7h30. La sonnerie de mon téléphone retentit, tout près de mon oreille droite, à côté de l’oreiller. Je tapote aveuglément l’écran du téléphone et tourne la tête. Cinq minutes plus tard, rebelote. Je râle et émerge un peu de l’oreiller pour appuyer sur l’icône jaune qui danse sur l’écran de mon smartphone. A ce moment, je suis assez réveillée pour savoir que la sonnerie retentira encore une dernière fois dans cinq minutes, exactement comme je l’ai réglée. Mais je reste quand même allongée sur le ventre, le visage enfoncé dans l’oreiller, à vouloir profiter de ces quelques dernières minutes de langueur. J’attends de voir si une quelconque motivation, une énergie, une bonne humeur intempestive me sera insufflée par je ne sais quel miracle. Mouais. Non. Ça fait combien de temps que je suis réveillée déjà ? Deux minutes ? Donc il reste encore trois minutes avant que la dernière sonnerie du réveil ne retentisse. Ça va. Je me retourne et m’étire et remonte la couverture à mon menton. Pourquoi faire maintenant ce qu’on peut faire dans trois minutes ?
Quand j’ouvre à nouveau les yeux, j’ai un petit moment de désorientation, il est quelle heure ? Je cherche le téléphone. 8h15. Mince, mince, mince !!!!
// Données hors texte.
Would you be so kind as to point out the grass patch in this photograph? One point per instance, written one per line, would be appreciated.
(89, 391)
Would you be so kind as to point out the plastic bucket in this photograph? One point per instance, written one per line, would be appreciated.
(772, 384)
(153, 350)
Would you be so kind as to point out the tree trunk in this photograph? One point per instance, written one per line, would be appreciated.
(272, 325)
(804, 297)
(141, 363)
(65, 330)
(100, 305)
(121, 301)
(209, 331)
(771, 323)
Je me lève très vite, ce qui provoque un léger petit tournis et fonce dans la salle de bain. J’en ressort une dizaine de minutes plus tard après une toilette éclair. Je fouille dans la pile d’habits légèrement froissée dans mon armoire, à la recherche d’un haut convenable, tout en enfilant le jean que je portais la veille. Je tortille mes cheveux en chignons. Sac à mains, sacoche de l’ordinateur. Allez ! Attends, les clés, où sont les clés ? Elles ne sont pas dans le sac, pas sur la commode. Je vais au salon. Elles ne sont pas sur la table, pas sur le bureau. Mais elles sont où ces clés !
Dans la cuisine, la femme de ménage est en train de prendre son thé. « Tu veux petit déjeuner ? » elle me demande.
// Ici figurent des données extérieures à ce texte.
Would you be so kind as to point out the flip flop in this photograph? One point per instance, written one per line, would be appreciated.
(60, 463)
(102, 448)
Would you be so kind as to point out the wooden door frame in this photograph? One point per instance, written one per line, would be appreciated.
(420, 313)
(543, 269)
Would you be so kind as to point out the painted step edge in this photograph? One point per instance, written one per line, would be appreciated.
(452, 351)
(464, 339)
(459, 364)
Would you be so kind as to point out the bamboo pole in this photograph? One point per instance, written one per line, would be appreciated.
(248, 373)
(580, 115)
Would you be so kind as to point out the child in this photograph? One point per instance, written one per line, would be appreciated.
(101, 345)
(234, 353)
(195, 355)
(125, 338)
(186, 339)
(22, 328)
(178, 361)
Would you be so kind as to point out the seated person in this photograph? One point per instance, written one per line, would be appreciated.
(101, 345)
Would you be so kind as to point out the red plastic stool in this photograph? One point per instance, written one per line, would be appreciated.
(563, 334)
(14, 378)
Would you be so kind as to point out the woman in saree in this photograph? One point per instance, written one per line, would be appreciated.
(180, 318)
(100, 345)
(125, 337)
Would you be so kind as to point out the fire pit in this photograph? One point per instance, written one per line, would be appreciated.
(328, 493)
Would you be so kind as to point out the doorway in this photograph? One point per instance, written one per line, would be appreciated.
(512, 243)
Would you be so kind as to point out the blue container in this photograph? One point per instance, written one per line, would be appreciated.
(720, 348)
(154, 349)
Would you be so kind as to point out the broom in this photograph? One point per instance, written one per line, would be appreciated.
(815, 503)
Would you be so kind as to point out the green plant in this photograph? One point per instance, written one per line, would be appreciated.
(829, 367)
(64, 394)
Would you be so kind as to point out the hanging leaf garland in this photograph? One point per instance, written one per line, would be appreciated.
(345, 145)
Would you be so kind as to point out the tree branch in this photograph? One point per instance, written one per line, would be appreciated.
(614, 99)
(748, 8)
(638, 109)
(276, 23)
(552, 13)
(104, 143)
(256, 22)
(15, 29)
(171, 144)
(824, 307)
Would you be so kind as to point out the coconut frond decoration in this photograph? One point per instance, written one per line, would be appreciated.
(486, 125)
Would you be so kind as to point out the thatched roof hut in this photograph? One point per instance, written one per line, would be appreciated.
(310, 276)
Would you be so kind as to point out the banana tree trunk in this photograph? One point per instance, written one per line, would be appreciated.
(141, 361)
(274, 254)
« Non merci, Fatouma, je n’ai pas le temps. »
Elle me regarde fouiller frénétiquement dans les tiroirs, dans les cabinets, le bac à légume – on ne sait jamais. Elle prend une gorgée de thé avant de demander « Tu cherches quoi ? ».
« Mes clés. »
« Les clés noires ? De ta voiture ? »
Je m’arrête et la regarde. « Oui, tu les as vu ce matin quand tu as rangé ? Je crois les avoir laissé dans le salon. »
Elle prend une gorgée de thé puis hoche la tête. « Non, j’ai pas vu ».
Respire. Tranquille. Je repars dans la chambre, je retourne le drap sur le lit, je regarde à côté par terre, je refouille les tiroirs de la commode. Nada. Ok. Je regarde à nouveau dans mon sac. La caverne d’Ali baba. Bon. Je m’assieds et je commence à sortir un à un les articles à l’intérieur. Portefeuille. Brosse à cheveux. Un paquet de feuilles pliées de la réunion d’hier. Tube de baume pour lèvres. Un petit cahier. Un stylo. Mince, il a fui et tâché d’encre le fond du sac. Des reçus de guichet automatique froissés. Un paquet de mouchoirs. Un paquet de chewing-gum mentholé sans sucre. Ah, tiens ! J’en jette dans ma bouche. Un livre que je trimballe depuis deux semaines maintenant. Du paracetamol. J’ouvre la fermeture éclair de la petite pochette de côté. Elle contient une paire de boucles d’oreilles, deux serviettes hygiéniques et un lipgloss. Hé, mais c’est celui que je cherchais hier. Je le mets dans ma poche pour l’appliquer plus tard. Bon, le sac est vide. Il ne reste plus que quelques résidus de reçus partiellement désintégrés et cette fine couche de je ne sais quoi qui se matérialise je ne sais comment au fond du sac. Pas de clés. Ok.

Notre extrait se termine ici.